Oh and also Mark pointed out that next to that viv in another viv was a BCI and Another type of boa. But one of them being 3 times the size of the other! Also with an empty water bowl and no hides! Also not a good idea!

Then a few people went there after to look.. And found the 10 royals in the shop being fed live mice and one a small live rat. Probably not a good idea. I think i heard someone (Who came back from the shop) say the shop person said it was a last resort.. But 10 royals at the last resort? 

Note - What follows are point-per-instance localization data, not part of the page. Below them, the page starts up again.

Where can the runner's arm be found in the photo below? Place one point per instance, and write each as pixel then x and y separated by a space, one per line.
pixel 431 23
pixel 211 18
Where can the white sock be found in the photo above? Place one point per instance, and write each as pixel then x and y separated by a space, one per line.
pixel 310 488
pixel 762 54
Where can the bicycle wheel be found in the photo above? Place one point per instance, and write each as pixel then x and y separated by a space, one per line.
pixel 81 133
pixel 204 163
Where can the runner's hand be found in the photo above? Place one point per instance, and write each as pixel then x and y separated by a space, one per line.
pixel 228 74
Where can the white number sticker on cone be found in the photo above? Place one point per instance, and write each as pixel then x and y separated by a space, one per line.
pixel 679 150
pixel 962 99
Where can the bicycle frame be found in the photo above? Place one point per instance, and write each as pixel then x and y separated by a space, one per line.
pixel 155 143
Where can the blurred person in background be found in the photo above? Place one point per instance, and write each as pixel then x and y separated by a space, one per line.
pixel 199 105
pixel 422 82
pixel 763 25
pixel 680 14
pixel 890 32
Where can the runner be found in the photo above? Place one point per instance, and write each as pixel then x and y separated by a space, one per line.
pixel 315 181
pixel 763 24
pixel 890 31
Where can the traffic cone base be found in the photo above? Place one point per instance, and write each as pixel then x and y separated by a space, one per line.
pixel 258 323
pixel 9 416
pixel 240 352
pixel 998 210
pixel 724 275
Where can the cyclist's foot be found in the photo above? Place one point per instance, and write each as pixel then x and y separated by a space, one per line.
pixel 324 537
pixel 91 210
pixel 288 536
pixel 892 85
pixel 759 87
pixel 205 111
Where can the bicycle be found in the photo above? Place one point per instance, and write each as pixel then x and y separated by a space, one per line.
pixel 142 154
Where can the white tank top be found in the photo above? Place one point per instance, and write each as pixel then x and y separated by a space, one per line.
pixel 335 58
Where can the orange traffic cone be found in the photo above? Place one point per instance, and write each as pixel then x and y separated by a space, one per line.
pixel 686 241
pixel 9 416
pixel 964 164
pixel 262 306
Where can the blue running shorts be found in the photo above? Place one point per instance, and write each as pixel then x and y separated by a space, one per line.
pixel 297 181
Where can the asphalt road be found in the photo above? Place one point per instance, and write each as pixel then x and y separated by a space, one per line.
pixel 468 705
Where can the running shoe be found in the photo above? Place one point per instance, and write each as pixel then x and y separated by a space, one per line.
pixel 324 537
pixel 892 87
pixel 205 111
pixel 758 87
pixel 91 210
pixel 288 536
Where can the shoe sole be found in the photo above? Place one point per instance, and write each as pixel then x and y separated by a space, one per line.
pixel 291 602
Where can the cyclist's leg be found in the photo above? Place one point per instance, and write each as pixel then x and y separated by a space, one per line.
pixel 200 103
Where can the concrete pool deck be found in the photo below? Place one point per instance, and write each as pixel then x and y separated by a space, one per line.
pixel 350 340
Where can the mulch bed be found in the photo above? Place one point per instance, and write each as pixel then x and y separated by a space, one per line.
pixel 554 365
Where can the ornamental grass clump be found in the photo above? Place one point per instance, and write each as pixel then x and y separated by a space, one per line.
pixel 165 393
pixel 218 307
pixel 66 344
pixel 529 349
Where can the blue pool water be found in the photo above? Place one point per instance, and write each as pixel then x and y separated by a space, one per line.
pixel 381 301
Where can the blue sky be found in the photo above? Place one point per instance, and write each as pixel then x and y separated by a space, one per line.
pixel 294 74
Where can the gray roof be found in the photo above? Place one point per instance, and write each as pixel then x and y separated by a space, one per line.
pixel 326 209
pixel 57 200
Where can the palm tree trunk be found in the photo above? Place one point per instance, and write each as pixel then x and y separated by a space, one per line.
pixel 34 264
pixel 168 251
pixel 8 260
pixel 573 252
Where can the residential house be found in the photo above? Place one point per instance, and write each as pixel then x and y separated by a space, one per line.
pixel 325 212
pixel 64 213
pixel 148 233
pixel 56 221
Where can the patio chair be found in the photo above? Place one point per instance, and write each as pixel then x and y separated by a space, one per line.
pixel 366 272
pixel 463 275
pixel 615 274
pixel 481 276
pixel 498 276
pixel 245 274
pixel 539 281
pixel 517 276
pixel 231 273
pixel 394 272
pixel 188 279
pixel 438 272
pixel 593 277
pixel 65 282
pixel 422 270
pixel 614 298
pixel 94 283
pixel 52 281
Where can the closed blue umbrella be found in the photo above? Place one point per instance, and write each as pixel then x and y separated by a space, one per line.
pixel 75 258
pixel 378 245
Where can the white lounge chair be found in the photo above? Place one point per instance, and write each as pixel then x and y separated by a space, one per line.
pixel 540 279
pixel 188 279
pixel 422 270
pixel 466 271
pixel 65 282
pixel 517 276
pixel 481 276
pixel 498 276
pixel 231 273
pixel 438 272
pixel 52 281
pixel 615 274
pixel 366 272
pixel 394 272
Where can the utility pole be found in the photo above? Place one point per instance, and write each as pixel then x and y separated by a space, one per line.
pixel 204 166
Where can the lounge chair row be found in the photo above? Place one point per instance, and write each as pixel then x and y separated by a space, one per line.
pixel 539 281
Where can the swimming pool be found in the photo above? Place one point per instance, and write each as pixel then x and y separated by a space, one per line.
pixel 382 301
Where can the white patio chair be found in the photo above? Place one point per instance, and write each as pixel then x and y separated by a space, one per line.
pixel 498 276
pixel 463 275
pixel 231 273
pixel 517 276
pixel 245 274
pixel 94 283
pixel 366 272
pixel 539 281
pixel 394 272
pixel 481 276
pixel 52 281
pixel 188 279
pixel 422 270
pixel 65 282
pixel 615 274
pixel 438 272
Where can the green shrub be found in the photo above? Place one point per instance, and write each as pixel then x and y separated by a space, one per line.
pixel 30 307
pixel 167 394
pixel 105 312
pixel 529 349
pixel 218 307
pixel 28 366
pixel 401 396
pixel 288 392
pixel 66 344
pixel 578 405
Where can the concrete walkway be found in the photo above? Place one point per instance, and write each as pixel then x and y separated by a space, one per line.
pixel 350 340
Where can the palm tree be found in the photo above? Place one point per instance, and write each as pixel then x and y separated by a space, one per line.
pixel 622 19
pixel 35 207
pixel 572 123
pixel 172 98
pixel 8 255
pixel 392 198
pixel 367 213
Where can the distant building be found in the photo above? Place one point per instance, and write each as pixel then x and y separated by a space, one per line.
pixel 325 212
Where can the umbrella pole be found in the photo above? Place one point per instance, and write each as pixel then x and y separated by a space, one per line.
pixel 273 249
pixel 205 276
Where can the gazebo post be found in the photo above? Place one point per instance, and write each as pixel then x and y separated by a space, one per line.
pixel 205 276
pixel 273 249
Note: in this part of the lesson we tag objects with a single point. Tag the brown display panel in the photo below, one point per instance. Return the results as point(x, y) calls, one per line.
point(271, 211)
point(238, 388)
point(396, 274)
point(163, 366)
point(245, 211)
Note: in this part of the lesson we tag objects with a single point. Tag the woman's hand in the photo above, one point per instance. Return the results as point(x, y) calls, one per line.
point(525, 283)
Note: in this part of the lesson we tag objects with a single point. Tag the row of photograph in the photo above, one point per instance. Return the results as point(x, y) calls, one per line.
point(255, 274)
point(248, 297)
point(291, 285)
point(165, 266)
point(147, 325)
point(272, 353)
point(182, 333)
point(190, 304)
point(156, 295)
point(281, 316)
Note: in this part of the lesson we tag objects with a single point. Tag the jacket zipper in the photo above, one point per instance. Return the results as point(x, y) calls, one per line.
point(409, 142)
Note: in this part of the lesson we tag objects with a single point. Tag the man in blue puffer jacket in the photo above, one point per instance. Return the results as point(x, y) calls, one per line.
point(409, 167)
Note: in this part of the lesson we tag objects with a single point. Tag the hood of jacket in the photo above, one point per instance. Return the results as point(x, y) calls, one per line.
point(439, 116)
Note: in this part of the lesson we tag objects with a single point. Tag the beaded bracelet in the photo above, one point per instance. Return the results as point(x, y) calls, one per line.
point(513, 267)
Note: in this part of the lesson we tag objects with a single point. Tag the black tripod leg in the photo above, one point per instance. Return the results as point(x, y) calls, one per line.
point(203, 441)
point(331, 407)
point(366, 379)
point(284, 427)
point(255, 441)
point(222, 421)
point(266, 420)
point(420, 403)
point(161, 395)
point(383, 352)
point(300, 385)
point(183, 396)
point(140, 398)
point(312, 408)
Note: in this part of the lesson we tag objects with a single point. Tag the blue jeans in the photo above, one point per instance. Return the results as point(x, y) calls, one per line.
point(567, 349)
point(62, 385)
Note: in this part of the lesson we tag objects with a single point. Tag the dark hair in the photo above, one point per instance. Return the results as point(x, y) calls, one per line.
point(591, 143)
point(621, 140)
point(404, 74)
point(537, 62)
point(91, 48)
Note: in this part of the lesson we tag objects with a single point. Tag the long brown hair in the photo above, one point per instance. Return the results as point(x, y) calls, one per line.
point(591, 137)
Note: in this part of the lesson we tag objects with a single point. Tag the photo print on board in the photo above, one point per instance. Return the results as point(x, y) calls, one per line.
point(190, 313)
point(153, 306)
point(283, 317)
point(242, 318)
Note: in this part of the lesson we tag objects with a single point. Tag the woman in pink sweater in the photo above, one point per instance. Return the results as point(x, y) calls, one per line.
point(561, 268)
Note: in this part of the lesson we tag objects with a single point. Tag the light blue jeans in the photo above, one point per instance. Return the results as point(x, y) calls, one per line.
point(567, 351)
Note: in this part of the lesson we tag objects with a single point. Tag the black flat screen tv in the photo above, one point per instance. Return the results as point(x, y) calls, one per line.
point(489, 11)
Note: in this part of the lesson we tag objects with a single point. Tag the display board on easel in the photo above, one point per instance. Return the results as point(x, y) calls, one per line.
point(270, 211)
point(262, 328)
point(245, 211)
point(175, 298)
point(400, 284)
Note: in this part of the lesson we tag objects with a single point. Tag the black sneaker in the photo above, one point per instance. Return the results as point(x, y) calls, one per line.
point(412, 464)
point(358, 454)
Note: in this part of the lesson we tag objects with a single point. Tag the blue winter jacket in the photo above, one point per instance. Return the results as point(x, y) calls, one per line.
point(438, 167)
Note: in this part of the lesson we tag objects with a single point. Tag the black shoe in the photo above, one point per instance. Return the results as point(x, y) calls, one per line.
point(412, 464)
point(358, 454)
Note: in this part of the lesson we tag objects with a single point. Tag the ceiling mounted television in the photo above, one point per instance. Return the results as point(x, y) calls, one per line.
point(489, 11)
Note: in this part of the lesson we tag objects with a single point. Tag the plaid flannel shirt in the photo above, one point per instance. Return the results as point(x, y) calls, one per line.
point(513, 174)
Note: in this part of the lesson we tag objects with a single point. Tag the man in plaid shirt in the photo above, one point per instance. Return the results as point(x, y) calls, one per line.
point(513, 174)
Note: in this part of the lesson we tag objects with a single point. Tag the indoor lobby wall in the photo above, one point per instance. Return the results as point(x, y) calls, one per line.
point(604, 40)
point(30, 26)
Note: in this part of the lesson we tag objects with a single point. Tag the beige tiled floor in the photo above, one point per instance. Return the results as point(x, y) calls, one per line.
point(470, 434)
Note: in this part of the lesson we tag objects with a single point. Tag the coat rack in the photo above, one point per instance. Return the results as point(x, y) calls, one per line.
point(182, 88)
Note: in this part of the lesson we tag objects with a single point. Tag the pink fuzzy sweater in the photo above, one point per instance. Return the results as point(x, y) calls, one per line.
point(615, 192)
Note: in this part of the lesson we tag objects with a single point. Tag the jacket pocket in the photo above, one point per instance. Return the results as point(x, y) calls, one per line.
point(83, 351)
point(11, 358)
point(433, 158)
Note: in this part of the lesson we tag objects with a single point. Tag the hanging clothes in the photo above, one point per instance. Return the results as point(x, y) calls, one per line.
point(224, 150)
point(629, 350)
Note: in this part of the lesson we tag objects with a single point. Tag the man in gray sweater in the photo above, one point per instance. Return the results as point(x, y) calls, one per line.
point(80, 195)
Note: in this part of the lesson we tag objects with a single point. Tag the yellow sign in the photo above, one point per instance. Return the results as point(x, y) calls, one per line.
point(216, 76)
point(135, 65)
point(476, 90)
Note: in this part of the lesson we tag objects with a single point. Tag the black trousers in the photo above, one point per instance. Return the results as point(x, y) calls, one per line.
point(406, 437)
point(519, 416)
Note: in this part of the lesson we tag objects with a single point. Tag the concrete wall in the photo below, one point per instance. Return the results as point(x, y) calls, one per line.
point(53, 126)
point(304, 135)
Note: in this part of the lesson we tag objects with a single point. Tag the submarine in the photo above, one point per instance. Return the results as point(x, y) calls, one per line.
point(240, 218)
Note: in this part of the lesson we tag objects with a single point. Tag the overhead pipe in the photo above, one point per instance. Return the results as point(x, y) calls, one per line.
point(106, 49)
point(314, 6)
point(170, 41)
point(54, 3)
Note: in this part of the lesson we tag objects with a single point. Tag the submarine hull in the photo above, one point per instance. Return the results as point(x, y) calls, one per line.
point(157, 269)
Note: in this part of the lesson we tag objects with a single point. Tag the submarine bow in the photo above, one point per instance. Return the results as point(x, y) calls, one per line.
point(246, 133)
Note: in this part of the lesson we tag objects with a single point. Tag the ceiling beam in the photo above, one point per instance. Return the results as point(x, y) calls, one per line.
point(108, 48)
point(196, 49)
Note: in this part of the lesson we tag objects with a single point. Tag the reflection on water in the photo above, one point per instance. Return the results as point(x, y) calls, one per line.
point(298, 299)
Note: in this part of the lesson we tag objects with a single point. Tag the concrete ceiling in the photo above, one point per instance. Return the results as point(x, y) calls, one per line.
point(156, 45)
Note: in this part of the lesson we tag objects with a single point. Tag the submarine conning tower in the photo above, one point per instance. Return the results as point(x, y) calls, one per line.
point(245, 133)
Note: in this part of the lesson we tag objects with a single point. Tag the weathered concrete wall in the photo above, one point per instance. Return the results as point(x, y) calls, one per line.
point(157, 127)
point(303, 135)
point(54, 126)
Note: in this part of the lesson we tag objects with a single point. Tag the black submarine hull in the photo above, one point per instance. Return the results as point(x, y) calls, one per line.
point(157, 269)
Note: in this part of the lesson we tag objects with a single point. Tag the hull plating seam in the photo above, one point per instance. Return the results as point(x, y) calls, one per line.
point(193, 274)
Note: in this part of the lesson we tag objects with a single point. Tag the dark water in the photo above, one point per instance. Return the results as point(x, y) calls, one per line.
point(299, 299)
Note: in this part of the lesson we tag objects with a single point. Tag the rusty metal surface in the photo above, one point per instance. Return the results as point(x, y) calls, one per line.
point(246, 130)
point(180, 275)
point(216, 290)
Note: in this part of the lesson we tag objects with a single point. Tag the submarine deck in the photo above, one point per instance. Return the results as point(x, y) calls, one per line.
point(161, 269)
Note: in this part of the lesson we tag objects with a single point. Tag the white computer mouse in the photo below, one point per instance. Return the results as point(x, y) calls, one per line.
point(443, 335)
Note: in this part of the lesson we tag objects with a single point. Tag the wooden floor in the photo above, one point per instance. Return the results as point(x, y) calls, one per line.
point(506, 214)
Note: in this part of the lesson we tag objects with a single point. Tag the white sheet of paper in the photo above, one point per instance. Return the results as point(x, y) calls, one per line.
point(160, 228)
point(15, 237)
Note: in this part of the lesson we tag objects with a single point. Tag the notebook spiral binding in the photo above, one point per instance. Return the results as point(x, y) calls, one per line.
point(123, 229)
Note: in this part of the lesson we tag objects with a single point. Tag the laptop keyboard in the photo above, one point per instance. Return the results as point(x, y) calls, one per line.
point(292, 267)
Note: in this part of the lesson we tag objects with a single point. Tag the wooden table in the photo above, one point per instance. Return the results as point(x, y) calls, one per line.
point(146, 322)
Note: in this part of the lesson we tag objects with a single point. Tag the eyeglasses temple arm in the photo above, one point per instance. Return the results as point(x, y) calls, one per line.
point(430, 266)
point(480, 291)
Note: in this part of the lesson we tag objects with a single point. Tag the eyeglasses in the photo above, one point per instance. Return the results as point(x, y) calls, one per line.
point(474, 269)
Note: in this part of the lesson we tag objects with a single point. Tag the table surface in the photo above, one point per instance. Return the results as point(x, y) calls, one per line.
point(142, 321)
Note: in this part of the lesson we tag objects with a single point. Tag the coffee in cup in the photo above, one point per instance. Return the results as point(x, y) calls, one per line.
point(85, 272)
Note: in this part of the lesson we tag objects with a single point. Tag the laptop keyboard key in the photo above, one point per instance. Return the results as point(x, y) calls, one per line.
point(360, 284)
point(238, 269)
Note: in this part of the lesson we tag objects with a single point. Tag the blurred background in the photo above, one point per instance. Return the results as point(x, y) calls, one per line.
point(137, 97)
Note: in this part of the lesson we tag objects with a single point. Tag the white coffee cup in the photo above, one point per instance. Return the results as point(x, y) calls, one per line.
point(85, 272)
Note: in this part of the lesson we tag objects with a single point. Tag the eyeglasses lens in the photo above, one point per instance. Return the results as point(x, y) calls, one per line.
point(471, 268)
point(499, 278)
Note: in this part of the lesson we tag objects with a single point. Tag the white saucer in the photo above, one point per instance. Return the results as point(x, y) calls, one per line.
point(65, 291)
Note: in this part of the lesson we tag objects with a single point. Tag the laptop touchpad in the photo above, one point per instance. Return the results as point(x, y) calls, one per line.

Ohhhhh. Another thing.. I think it'd be a good idea to put locks or latches on the vivs.. There was nothing stopping someone opening the vivs and either walking out with one or leaving the vivs open so the reptiles can escape.. Including some goodly sized boas and some adult beardies.


----------



## balthazar196 (Jun 1, 2007)

you know what i said that to him...put locks on the cage and he said he would...gonna give him a bollocking in marbella now lol...we go to the same place in marbella but i gotta get crix tomorrow so i will have a snoop about and see what else there is d=^.^=b


----------



## Akua_Ko_Nalu (Feb 15, 2007)

I went today after the show, I had a good chat with the bloke about the Boas etc in the same tanks, he said that it's only a temporary thing while theyre continuing the shop expansion, he's waiting for a load of Rhino Vivs etc he said. But I'm still not sure that BRB should of been in with that much Larger BCI altogether!


----------



## balthazar196 (Jun 1, 2007)

Well what i say is give him a short while to see if he does get the vivs i say a week and if not and then we lynch him lol


----------



## Akua_Ko_Nalu (Feb 15, 2007)

balthazar196 said:


> Well what i say is give him a short while to see if he does get the vivs i say a week and if not and then we lynch him lol


Yeh, I was planning to back that way in a few weeks so I shall have to see, Equipment wise he had some great stuff though, bought a couple pieces of the Sand-Blasted Coffee Wood!


----------



## balthazar196 (Jun 1, 2007)

His crix are good quality lol thats all i buy from him and i bought a uv light and thats all be fine so far once ive got some money im gonna either get another viv or get a bigger wood for my beardie


----------